Saturday, November 5, 2011

Lost and Found

      Ironically to me I am responsible for the Lost and Found department at school.  I never understood how that factored into the job description for school counselor but more recently I have come to some realizations about that.  Every week I put out all the Found jackets, sweatshirts, sweaters, hats, shoes (really?  shoes?  yes, really shoes) and other things that turn up.  I get on the intercom and remind the kids that the Lost and Found is on display and I make up some number like 389 as in, "Seriously, kids, there are 389 items hanging on the rail.  Go see if any of them is yours."  Invariably, some child will inform me later in the day that there are NOT 389 items and I simply say, "Not anymore."

      The thing about Lost and Found is that much of my work is about loss and discovery.  Kids come to me when they are hurting.  Many times they are hurting because they have lost something:  a friendship, their confidence, their interest in school, a beloved grandparent, pet or something special, their connection with a parent, their innocence (only they don't know that last one - it's my take on their sadness).  I can sit with them and listen and I actually do that well.  There is something so very compelling to me when I am one on one with a child who is hurting.  I am NOT a therapist.  I do have some access to therapeutic skills and strategies but I get lost myself in that process with a child.  I don't want to harm them by pretending I know more than I do and I do know when I need to set them up with a professional therapist.  But I certainly can listen to them, accept them where they are in that moment, offer a safe place for them to put their fears and their loss out on the table, and go from there.  Sometimes that in itself is enough.  A child leaves the office walking just a little lighter, having been heard.
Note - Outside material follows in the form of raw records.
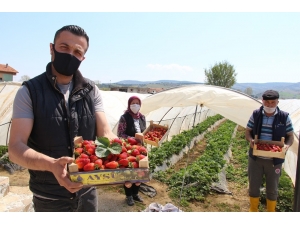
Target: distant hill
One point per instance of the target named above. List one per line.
(285, 89)
(136, 82)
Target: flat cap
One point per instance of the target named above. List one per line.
(270, 95)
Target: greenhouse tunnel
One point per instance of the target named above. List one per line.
(179, 108)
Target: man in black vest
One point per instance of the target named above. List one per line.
(268, 123)
(48, 112)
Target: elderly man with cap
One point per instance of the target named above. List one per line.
(268, 123)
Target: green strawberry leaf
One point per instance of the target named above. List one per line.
(104, 148)
(102, 141)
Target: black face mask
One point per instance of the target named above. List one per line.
(64, 63)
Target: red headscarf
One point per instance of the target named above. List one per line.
(136, 116)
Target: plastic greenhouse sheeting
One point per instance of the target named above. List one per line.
(178, 108)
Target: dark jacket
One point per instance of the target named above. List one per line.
(130, 129)
(53, 129)
(278, 127)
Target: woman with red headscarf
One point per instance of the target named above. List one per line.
(130, 123)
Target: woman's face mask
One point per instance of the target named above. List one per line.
(269, 110)
(135, 108)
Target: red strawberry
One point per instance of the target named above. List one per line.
(81, 162)
(117, 140)
(98, 163)
(124, 149)
(143, 150)
(78, 145)
(123, 162)
(131, 158)
(83, 155)
(131, 141)
(133, 165)
(93, 158)
(85, 142)
(89, 167)
(140, 157)
(135, 152)
(123, 155)
(112, 165)
(114, 158)
(78, 151)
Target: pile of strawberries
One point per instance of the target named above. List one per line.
(269, 147)
(155, 134)
(118, 153)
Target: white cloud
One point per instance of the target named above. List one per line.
(170, 67)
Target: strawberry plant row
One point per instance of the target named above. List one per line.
(158, 155)
(199, 175)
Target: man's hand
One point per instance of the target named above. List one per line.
(59, 169)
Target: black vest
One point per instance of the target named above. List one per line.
(278, 127)
(130, 129)
(53, 130)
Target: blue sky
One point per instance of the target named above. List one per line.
(152, 45)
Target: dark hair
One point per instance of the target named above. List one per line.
(74, 29)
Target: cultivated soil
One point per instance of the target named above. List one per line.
(112, 198)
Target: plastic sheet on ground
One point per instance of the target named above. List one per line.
(147, 190)
(156, 207)
(9, 166)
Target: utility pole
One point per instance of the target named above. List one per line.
(297, 183)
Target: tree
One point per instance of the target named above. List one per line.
(249, 91)
(221, 74)
(24, 78)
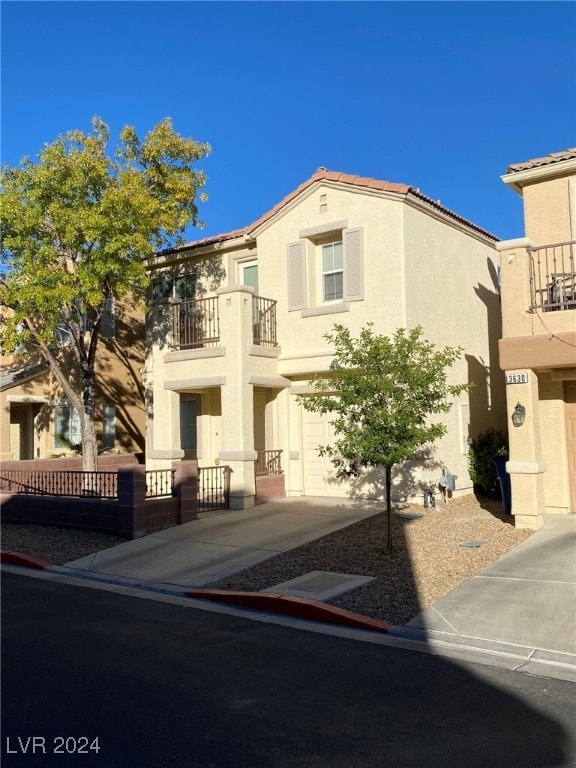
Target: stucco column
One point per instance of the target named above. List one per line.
(237, 394)
(526, 467)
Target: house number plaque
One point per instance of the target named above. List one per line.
(516, 378)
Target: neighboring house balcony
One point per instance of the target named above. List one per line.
(538, 304)
(552, 277)
(196, 323)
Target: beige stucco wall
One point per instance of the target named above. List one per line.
(540, 345)
(118, 374)
(547, 211)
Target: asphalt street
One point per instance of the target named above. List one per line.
(94, 678)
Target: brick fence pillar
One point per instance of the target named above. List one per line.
(131, 501)
(186, 483)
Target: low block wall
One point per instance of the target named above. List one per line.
(132, 515)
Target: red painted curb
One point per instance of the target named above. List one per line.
(17, 558)
(292, 606)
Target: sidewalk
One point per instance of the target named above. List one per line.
(521, 606)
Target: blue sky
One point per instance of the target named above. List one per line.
(439, 95)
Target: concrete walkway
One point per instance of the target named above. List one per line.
(522, 606)
(224, 542)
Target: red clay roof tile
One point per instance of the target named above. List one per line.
(553, 157)
(322, 174)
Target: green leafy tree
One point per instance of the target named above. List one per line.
(78, 227)
(381, 392)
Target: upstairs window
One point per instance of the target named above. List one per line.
(326, 269)
(332, 272)
(66, 426)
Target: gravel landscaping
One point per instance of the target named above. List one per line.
(427, 561)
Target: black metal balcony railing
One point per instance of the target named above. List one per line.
(264, 321)
(268, 463)
(195, 324)
(553, 277)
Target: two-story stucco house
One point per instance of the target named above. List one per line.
(35, 416)
(538, 346)
(236, 324)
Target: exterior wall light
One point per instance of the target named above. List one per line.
(519, 415)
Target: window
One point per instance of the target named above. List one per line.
(250, 275)
(332, 271)
(181, 287)
(108, 426)
(66, 426)
(325, 269)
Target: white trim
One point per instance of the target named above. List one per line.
(235, 289)
(269, 352)
(194, 354)
(275, 382)
(237, 455)
(519, 242)
(326, 309)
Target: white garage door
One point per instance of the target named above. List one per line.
(319, 474)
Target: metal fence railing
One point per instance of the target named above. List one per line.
(102, 485)
(553, 277)
(160, 482)
(213, 488)
(264, 321)
(268, 463)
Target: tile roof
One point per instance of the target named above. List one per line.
(322, 174)
(553, 157)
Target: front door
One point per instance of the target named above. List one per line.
(188, 426)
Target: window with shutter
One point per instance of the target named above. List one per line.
(296, 276)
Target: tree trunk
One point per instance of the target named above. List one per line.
(389, 505)
(89, 444)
He or she is now comfortable in the discovery that there is a place where they can put those sad thoughts down.

      Being lost is a tough place to be.  I know from my own world.  Where I am in life now (another way of saying "at my age") I think I should have it [life] all figured out.  I don't.  The path is still
very unclear.  There were years when the road was direct.  In fact, I would say it was a freeway.  Prior to becoming a parent , the road was somewhat windy but it was the scenic route.  I knew where I was headed and I was okay with the well paved road that meandered up and down relatively gentle hills.  Yes, there was an occasional steep hill or pothole around which to maneuver but all in all, the signs pointed the way and the road was smooth.  Parenthood brought the freeway.  It was fast, it was straight, it had lots of onramps and offramps and some major interchanges.  At times the traffic was heavy and irritating.  At other times, it was actually quite peaceful and an enjoyable ride. There were tons of directional signs and even some cool billboards.

      But kids grow up and now the road signs have disappeared.  In fact, the road itself has disappeared.  How odd is that?  When I first really realized this (just a few weeks ago) I was flummoxed.  How could this be?  How did the road disappear?  I was also lonely out there in that field - high grass everywhere, a visible blue horizon, and me, paralyzed in fear.  WTF?  Who took my road?  How do I know where I am or, more importantly, how do I know how to get where I am going?  And, by the way, where AM I going?   The question is:  Do I start moving around in search of a road or, at least, some signs?  Or do I do as we've always told small kids to do:  just stay in one place and wait to be found?